«30. Х .17.
Господин полковник!
Трудно мне выражать, до какой степени тронул меня подарок, который Вы и Ваши товарищи, мои бывшие ученики, господа Турнер, Николаев, Ребрин, Журавлев, Лубо, Верик, Цезаревич, Зотов, послали мне. Этот портсигар имеет для меня двойную драгоценность, во-первых, потому, что он – очень красивой работы и превосходного вкуса, а во-вторых, потому, что он напоминает мне хороших товарищей, подпись которых я читаю гравированную внутри.
Скажите, пожалуйста, от меня каждому из них, что я очень благодарен и что всегда будет мне очень приятно – воспоминание моих русских товарищей, особенно тех, с которыми я провел время образом таким выгодным – не меньше для меня, чем для них. Еще раз спасибо, господин полковник. Желающий Вам скорого окончания Вашего плена и счастливого возврата в отечество, Ваш бывший учитель и настоящий приятель,
Rene de Roure
Schonbergf (Suisse)».
На оборотной стороне нашей с ним фотографии Monsieur Rene de Roure написал мне (надпись по-французски):
«En souvenir des heures d’etudes avec des camarades que je n’oublierai jamais, surtout te Colonel Ouspensky».
Перевод:
«На память об уроках с друзьями, которых я никогда не забуду, особенно полковника Успенского,
Ренэ де Рур».
V. Страстная неделя и общая исповедь
Пасхальные письма В. Н. Урванцевой. О русском церковном пении. Революция в России. Отречение царя. Керенщина.

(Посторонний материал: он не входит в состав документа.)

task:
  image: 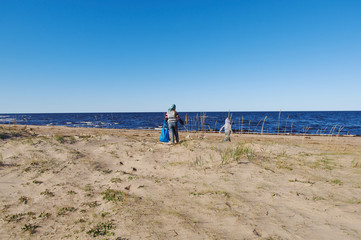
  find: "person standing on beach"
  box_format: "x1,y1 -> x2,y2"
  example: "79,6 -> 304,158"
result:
165,104 -> 184,144
219,117 -> 232,141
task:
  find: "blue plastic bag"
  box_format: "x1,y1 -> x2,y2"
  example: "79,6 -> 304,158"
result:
159,120 -> 170,142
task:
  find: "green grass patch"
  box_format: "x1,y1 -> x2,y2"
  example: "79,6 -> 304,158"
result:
110,178 -> 122,183
87,221 -> 115,237
330,179 -> 343,185
102,189 -> 127,203
57,207 -> 76,216
312,195 -> 325,201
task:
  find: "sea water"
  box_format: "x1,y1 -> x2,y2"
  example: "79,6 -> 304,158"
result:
0,111 -> 360,136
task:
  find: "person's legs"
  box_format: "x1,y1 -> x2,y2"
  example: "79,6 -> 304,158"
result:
174,122 -> 179,143
168,122 -> 176,143
224,131 -> 231,141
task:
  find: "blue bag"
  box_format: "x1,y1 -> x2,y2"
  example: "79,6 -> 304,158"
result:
159,120 -> 170,142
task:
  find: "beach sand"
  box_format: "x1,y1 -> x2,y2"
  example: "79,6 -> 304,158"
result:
0,124 -> 361,240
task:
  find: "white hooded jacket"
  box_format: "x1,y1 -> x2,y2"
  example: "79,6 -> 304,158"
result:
219,118 -> 232,133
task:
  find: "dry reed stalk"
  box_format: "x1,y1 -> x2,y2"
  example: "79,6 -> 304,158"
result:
284,115 -> 289,134
196,114 -> 199,132
290,121 -> 294,135
277,110 -> 281,135
214,121 -> 218,132
248,120 -> 251,133
331,125 -> 337,136
303,126 -> 310,135
328,125 -> 337,137
241,116 -> 244,134
337,126 -> 344,136
200,112 -> 207,131
238,118 -> 240,133
323,127 -> 328,135
261,116 -> 267,135
254,119 -> 262,132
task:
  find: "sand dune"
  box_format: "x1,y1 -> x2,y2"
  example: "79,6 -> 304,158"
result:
1,124 -> 361,239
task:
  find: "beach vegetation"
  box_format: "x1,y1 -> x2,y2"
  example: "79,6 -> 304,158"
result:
193,155 -> 203,168
54,135 -> 65,143
190,190 -> 230,198
288,178 -> 315,184
67,190 -> 77,195
40,189 -> 55,197
110,177 -> 122,183
19,196 -> 29,204
310,157 -> 334,170
312,195 -> 325,201
103,169 -> 112,174
276,159 -> 293,170
70,149 -> 85,160
87,221 -> 115,237
83,201 -> 100,208
351,159 -> 361,168
330,179 -> 343,185
57,206 -> 76,216
21,223 -> 39,234
101,212 -> 110,218
32,179 -> 43,184
69,136 -> 76,144
220,144 -> 255,165
102,188 -> 126,203
221,147 -> 232,165
38,212 -> 51,218
5,213 -> 25,222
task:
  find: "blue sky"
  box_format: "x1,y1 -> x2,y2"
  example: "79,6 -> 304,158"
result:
1,0 -> 360,113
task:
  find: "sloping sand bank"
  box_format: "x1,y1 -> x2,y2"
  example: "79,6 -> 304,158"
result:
1,125 -> 361,239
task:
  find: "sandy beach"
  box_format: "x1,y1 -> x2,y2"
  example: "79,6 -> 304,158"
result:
0,124 -> 360,240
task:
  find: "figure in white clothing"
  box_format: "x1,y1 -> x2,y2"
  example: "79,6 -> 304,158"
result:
219,118 -> 232,141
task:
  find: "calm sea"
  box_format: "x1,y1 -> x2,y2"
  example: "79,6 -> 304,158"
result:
0,111 -> 360,136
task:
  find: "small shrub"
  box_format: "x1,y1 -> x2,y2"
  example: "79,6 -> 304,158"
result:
57,207 -> 76,216
221,147 -> 232,165
33,180 -> 43,184
38,212 -> 51,218
351,159 -> 361,168
40,189 -> 54,197
193,155 -> 203,168
21,223 -> 39,234
103,169 -> 112,174
102,189 -> 126,203
110,178 -> 122,183
87,221 -> 114,237
5,213 -> 25,222
101,212 -> 110,218
330,179 -> 343,185
19,196 -> 29,204
54,135 -> 65,143
69,136 -> 76,144
312,196 -> 325,201
83,201 -> 100,208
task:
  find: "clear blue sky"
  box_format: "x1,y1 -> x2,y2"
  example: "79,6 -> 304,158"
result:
1,0 -> 360,113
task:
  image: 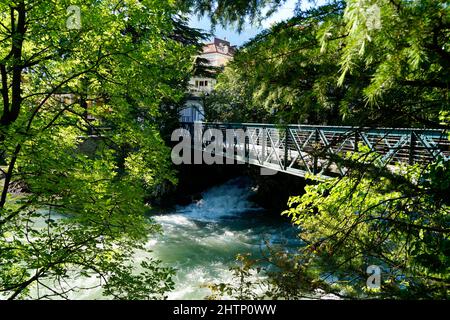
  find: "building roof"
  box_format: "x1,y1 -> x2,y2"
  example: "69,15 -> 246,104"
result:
202,38 -> 236,56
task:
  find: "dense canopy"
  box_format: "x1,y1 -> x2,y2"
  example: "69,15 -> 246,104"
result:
0,0 -> 448,300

Кончилась зима, и в садике нашего лагеря от кустов и деревьев уже пахло весной, пели жаворонки. По вечерам от заката солнца долго стояли лиловые сумерки. На Страстной неделе и утром, и вечером шли Богослужения в нашей восстановленной церкви на чердаке.
С иконостаса и с царских врат смотрели на нас лики Спасителя, Богоматери и разных Святых православного письма. Вся церковь наполнилась иконами, присланными из разных благочестивых углов России. В Великий Четверг на чтении двенадцати Евангелий, в Великую Пятницу и в Великую Субботу, при Гробе Спасителя, все мы стояли с настоящими восковыми свечами. В Великую Пятницу после всенощной скопилось так много офицеров, желающих исповедаться, что о. Назарий, ввиду позднего времени, совершил «общую исповедь». Я первый раз в своей жизни участвовал в ней.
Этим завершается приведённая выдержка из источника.